The trend has spread across the city and beyond. At least seven other districts in Paris and have taken up the challenge, as have neighbourhoods in Toulouse and Marseilles.
Paris has seen a visible increase in the number of refugees sleeping rough on its streets. Charity workers have said there are now around 1,000 living in makeshift camps around the city.
Despite the promise of an official refugee camp in the city, the numbers of homeless are expected to increase after the demolition of the Calais “Jungle” next week.
Malik Diallo, a delivery driver from Sarcelles, in the northern suburbs of Paris, decided to take action after he saw a woman and a young child lying in the street.

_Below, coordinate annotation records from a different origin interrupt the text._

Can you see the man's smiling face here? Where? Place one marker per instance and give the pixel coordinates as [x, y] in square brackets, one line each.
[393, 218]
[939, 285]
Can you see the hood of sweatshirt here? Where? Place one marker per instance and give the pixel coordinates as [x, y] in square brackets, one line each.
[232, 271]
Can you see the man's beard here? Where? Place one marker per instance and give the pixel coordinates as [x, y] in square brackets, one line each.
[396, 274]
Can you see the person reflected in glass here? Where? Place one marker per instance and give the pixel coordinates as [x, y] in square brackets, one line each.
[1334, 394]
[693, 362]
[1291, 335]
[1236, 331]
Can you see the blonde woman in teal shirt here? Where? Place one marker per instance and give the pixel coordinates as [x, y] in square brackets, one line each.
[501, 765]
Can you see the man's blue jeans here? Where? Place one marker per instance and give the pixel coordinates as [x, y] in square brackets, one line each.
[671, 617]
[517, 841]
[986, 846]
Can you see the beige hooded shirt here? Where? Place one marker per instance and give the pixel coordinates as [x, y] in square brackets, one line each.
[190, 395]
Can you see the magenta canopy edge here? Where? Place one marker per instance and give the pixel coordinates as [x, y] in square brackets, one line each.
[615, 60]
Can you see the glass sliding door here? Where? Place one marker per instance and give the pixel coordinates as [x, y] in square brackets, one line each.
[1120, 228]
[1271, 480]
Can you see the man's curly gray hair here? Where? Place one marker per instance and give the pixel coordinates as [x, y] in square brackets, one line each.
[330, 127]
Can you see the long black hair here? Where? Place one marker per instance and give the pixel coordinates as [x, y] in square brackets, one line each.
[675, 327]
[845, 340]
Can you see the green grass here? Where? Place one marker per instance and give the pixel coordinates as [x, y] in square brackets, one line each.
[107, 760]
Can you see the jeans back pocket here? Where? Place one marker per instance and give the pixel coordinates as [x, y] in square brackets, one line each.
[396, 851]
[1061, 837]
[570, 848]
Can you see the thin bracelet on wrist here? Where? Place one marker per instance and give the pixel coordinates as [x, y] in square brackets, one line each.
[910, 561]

He and a group of friends cooked 150 plates of hot food. They made Tchep – a West African rice dish – and prepared sandwiches.
Laden with food and drinks, they headed towards the Stalingrad area and handed out their offerings to those sleeping rough.
“None of us had done this before: we had no idea how this would happen,” Mr Diallo told French weekly, L’Express.
“This experience has touched us all, it’s very moving,” he added.
They posted a ten-minute video of the event on Facebook and challenged another neighbourhood, Sablons, to feed the migrants in the same way. The clip attracted more than 70,000 views and was shared hundreds of times.
"This will show what [our] neighbourhoods are really like – and the image is very different from what people usually see, which is all about drugs and violence," Mr Diallo said.
One resident in Sablons, which took up the challenge, told French daily, Le Parisien: "Here, we know the value of solidarity. Our parents were migrants. We all experienced the misery.”
Paris' makeshift camps, which are home to more than a thousand people, are routinely subject to evictions – "a few hundred" people at a time.
In 2015, nearly 80,000 people applied for asylum in France, with many living in the Calais camp.
France has called on the UK to take responsibility for those living in the Jungle, many of whom have family ties to the UK.
Yet the UK asylum process has proved lengthy. One refugee charity has launched legal proceedings against the Home Office for failing to accept unaccompanied minors.